Ted had his arms around her; she pressed her back into his chest. Retribution was his idea and he held on to her so she'd know he'd take care of her, protect her the best he could.

“Hell yeah!” Steve yelled. “I told you the fucker would burn.” His voice echoed off Mulhoffer's factory, which stood darkly in back of them. Surrounded by barbwire fences, a few big trucks sat in the back lot, but Ginger knew Mulhoffer would be too cheap to hire a night guard or even buy a German shepherd.

Cement blocks were stacked near the pond, as were tin canisters. Across the field of fool's wheat and wild daisies was the back of Spring Run condominiums, Fox Ridge to the left, and on the other side, through the thin woods, a strip mall that sold only wholesale stuff, hair dresser supplies, and foreign engine parts. Steve pitched matches; some landed in the weeds and went out but a few sat on the surface like red water bugs before igniting, flaring up in tawdry greens and yellows, colors usually reserved for slutty eye shadow.

Steve told them how a baby had been born dead at the hospital that day, that the doctor went crazy trying to get its lungs cleaned out. It was blue and the fetal monitor showed straight lines for several minutes, but then it made a little noise. Its eyes shot open and the damn thing screamed bloody murder. “That,” Steve said, “is what's known as risen from the dead.” Ted said one of his mother's friends had died on the operating table, saw white light, and a silver cross floating out of her stomach. But then the smell of ammonia, had forced her back to earth. And he'd heard about another case in North Carolina where a man had died and they put him in a coffin, but on the way to the graveyard he started knocking on the lid. Turned out God sent him back because he hadn't had time for his last confession and he had a serious sin against him, adultery or murder, Ted couldn't remember which.

“Christ rose from the dead,” Ginger said. “That's the only person I know who's ever done it.”

“Yeah,” Steve said, “now everybody wants to do it.” He twisted his last match off and struck it, but this one he let burn down until it singed his thumbnail, turned the tip black.

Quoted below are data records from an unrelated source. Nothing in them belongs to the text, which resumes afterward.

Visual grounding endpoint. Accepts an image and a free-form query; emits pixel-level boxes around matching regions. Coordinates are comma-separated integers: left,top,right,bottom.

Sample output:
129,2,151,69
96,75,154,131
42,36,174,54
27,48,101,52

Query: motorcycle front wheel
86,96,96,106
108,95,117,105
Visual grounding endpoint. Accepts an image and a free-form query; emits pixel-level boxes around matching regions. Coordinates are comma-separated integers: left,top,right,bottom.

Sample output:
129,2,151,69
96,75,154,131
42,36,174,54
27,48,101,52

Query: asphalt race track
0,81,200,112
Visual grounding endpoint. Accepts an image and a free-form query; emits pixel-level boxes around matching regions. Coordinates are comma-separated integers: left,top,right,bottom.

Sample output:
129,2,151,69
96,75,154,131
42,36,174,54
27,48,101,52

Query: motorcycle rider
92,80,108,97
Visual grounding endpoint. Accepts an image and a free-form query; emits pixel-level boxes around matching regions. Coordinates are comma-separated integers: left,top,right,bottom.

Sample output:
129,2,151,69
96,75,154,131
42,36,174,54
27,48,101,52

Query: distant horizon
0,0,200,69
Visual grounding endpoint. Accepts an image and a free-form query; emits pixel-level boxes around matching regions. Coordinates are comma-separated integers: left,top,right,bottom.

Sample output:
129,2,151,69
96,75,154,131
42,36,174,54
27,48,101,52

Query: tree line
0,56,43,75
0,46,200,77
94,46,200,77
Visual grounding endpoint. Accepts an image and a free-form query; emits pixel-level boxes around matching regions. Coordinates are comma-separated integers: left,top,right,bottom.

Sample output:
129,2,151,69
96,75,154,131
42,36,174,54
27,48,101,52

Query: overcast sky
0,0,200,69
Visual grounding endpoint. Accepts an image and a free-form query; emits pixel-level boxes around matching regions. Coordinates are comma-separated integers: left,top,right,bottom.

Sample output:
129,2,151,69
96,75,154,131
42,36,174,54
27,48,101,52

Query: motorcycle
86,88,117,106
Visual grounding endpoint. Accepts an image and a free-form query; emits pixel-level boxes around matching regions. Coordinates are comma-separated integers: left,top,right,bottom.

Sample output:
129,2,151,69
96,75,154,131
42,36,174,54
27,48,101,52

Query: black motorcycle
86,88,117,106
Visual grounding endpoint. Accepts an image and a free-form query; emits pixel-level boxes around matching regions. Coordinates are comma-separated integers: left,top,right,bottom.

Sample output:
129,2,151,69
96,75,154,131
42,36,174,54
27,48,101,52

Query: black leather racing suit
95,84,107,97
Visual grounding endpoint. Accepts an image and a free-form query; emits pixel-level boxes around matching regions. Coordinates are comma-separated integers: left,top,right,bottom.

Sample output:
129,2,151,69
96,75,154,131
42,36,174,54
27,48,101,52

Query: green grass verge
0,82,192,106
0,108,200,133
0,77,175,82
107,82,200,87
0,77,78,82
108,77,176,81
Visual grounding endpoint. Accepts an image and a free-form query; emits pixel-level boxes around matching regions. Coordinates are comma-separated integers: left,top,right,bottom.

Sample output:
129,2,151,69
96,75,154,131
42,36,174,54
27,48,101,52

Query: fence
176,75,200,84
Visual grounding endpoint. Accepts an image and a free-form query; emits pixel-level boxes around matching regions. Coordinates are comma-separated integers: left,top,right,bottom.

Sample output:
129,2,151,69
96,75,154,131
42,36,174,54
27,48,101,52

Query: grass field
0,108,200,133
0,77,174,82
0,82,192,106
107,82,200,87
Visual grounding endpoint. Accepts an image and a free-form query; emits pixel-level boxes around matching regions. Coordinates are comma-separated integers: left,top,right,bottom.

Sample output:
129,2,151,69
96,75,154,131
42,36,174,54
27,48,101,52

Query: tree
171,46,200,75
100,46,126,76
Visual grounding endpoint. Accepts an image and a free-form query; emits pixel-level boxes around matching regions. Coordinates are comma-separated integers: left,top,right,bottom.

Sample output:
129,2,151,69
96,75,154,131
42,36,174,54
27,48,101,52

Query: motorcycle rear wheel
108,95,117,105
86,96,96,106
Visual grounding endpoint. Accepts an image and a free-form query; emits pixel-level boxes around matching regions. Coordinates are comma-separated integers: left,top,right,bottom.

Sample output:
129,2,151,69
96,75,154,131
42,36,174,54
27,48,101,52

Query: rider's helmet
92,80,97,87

Ginger watched the snake move along the furthest basement wall, then slide into the fiery lake. Every Christmas, after she said Happy Holidays, showed off her Christmas dress — usually red or green velvet with a lace collar — her father sent her down into the Mulhoffers’ basement to watch the toy train while he sat upstairs in the living room, thanking them over and over for their generous Christmas check.

The train moved along the wall like a black snake, slithered out of Ruby Mountain, where tiny elves wearing red caps and kneesocks picked at the rock all night long. The engine's headlights splayed over leafless wintertime trees and banks of plastic snow. Cargo cars filled with red plastic chips, underlit by tiny hobby bulbs, looked like embers, like crimson jellyfish. The elves lifted their hats, leaned on their shovels, and waved. One danced around the lake, a crazy skipping jig, while he waved his arms and talked to himself. Wind moved in the trees, put out the creeping chemical fires, and smoke rose like swaying spirits from the surface of the lake.

Ted wedged his car between two dumpsters at the back of Orchard Brook Mall. The backstairs reeked of cigarette smoke and boredom, of canned macaroni and Diet Cokes. In the dark, the snack machine gleamed and the soft drink dispenser hummed incessantly. Ted brought along the army blanket to spread over the new couches in case they decided to fuck and locked the department store door from the inside so they wouldn't need to worry about the janitor.